Do you think the Icelandic sports industry is discriminating against gay athletes?
“Overall the sports industry, at least in Iceland, is tolerant towards gays. I think athletes really don’t care that much about homosexuality. It’s mostly the people around them that have issues with it and by that I’m mean the fans and sponsors.
In Iceland the sponsor part doesn’t matter that much. Abroad it can make a lot of difference what the sponsors think because athletes, who are big names, have to maintain a certain image.
Fans are as different as they are many. However you find difficult ones everywhere.
Supporters of other teams have on occasions made disrespectful remarks about my sexuality. It’s not nice to hear but I know better than take them seriously. I don’t waste my energy by getting bothered. After all they wouldn’t be saying those things unless I was playing well against their team and more importantly, because they are ignorant.”

What about globally?
“Abroad and at a higher level the sports industry is not quite as tolerant. Yet. It’s definitely moving into the right direction, but there is still a long way to go. Once athletes continue to come out publicly, I think the conditions will become much better and different from say 5, 10 or 20 years ago, because western societies have changed a lot.”

Going public meant a lot for many

What kind of reaction did you get after going public with your story?
“Younger guys and coaches have thanked me for speaking out publicly, because it showed people I wasn’t a lesser athlete because of my sexuality, and that seems to have made a difference in certain situations. Guys have also talked to me about being gay. However those conversations are confidential. Others have to come out on their own terms, when or rather if they’ll be ready to do so.”

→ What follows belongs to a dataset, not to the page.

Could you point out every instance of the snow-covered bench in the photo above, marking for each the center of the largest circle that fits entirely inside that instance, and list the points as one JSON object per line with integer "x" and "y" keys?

You seem very confident about being gay.
“Yes. At least I don’t hide my sexuality from anyone. I haven’t got any regrets about coming out and I’m not sorry about being gay. I accepted it a long time ago and now I’m just gay. It doesn’t change who I hang out with or what my interests are. I have gay and straight friends and I still like all the things I liked before I came out. Being gay is just one of the things I am. It doesn’t define me in any way. I’m just a guy that happens to be gay.”

Do you think discrimination against gay athletes will ever cease to exist?
“I’m afraid it will never stop, just like African athletes are still target of racial slur. Society will never be totally free of prejudice and discrimination. There will always be people who’ll see to that. That’s something we’ll have to live with and to remember to hold our head high.”